Al acabar la residencia, años 79-80, había alguna oportunidad de obtener una plaza de adjunto en Cruces, pero la verdad es que no me veía allí el resto de mi vida laboral.
Durante los siguientes años acumulé varios puestos de trabajo de Pediatría en la “calle”. Entre los años 80 y 90 fui pediatra de Osakidetza en el Ambulatorio de San Vicente, en Barakaldo, de 3:00h a 5:00h de la tarde. Todavía me resulta imposible creer que en ocasiones “viera” a más de cincuenta niños en ese par de horas. Aquellos años nos reuníamos varios médicos antes de pasar la consulta, en el bar Stop, para tomarnos un café y así poder enfrentarnos a la ingente tarea. De ese grupo salió un eminente Consejero de Sanidad del Gobierno Vasco con el que litigaba por jugar a las máquinas de “petacos” unos minutos antes de empezar con la vorágine de la consulta.

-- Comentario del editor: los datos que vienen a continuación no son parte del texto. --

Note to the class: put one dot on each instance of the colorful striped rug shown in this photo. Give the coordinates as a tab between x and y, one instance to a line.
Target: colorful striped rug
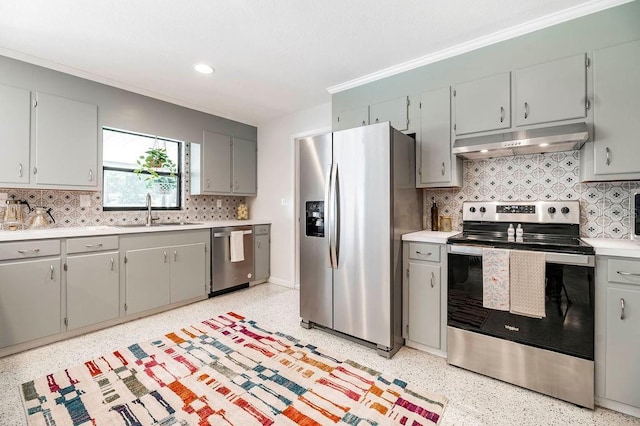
225	371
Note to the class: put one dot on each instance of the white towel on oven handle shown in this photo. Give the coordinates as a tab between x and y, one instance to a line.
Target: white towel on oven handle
236	242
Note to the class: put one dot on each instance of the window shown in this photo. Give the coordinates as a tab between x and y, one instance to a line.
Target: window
123	188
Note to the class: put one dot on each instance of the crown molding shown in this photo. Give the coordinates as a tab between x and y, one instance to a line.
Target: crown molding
506	34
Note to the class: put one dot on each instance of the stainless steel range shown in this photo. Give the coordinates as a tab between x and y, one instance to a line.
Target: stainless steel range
552	352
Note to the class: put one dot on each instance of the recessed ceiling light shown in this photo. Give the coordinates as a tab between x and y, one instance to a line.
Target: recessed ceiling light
203	68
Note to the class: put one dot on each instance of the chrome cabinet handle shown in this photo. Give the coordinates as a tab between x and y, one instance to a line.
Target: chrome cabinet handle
628	274
28	251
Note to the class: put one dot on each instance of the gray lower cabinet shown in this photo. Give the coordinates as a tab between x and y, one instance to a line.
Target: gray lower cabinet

Hacia el año 80 se creó el centro de ASPACE (Asociación de Atención a las Personas con Parálisis Cerebral) en unas lonjas del barrio de San Ignacio, y allí ejercí como director médico unos cuatro años gracias a mis conocimientos de Neuropediatría que había adquirido durante el último año de mi formación, con el doctor José María Prats.
El centro ofrecía asistencia a cerca de cuarenta chicas y chicos que tuvieran un aceptable rendimiento cerebral y así poderles ofrecer Fisioterapia, Logopedia, y Psicología, además de actividades docentes, según sus capacidades.